Dom Perignon at the Old Post Office
Remember those two Michigan Republican legislators who visited Trump yesterday? One of whom sang a hymn rather than answer a reporter’s questions at the airport?
It seems they had a fun party at Trump’s hotel last night.
Also…
So, again, Trump puts money in his own pocket via government business…if it can even be called government business when the purpose of summoning the two loyalists was to steal the election. Nevertheless we know we paid for the whole thing, including their overnight in Trump’s expensive hotel.
Not that I’m accusing Jeremy Newberger of dishonesty or hyperbole but looking at those cars that has to be both9 the most affluent and most idle food line I’ve ever seen. Can’t Texans even get out of their fuel-guzzling behemoths to queue for food? And how much shorter would that queue be if the people in it were stood just two metres apart (except they wouldn’t be ‘cos Texas don’t follow no gubmint rules)?
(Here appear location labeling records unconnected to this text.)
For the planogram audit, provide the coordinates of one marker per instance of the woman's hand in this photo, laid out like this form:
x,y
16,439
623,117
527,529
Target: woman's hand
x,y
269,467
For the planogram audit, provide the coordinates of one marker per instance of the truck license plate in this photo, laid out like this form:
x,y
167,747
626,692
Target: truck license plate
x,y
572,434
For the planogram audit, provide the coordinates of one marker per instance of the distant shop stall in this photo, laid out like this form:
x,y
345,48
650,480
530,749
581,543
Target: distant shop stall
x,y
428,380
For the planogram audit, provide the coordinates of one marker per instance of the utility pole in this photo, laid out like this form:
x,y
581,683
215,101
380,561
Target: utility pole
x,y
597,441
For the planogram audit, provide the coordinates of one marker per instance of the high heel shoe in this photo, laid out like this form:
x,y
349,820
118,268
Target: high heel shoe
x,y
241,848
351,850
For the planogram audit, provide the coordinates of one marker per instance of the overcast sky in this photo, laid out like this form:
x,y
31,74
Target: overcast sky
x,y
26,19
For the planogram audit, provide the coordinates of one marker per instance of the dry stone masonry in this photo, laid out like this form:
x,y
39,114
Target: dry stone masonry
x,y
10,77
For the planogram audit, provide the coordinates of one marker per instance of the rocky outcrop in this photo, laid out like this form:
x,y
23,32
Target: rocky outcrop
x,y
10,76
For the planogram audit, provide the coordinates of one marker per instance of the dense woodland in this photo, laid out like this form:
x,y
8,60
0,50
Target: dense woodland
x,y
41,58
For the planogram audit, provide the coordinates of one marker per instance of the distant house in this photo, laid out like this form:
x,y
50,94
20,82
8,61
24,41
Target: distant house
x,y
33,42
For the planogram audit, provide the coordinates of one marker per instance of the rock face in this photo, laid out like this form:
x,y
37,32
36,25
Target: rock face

After spending five years in Texas, I can unequivocally answer this: no. Neither can Oklahomans or Nebraskans. I make no statement on other states, though I have visited many of them, because I have no idea if what I observe there is the norm.
It might be like at the vet, where you have to wait in the car until you are called, or it might be that putting things into the car (contactless delivery) is safer than having Texans inside the food bank. I think it’s regulated and safe, not lazy. And so what if the vehicles aren’t all beaters: this pandemic is affecting all kinds of families who haven’t had to resort to food banks before.
Fair points, Maddog. My remark about the cars and affluence wasn’t so much that the cars were late models but that there were so many 15-20mpg SUVs in the lines. What I hadn’t taken into consideration is that fuel is so much cheaper in the US than in the UK. At around two dollars per gallon, it’s over five dollars cheaper than here.
I agree that what maddog is saying is probably right, but if we want to be honest, sitting in idling cars is a habit around the country, but in the midwest, it’s an inviolable right. Especially in Texas. It also shows their contempt for the wimps who believe in global warming, the idiots who eat vegetarian, and the sissy men who drive sissy compact cars and turn them off when they are in a parking lot. (Not my own estimation of those groups, you understand. I am channeling my inner Texas, which I don’t really have, but which I can fake because of years of studying them in their natural habitat.)
It’s true here too though, in oh so enlightened Seattle. I’ve been noticing it for the last couple of years especially (but I can recall telling a couple of people to turn their engines off before that). People just parked on the street playing with their phones, with the tail pipes spewing.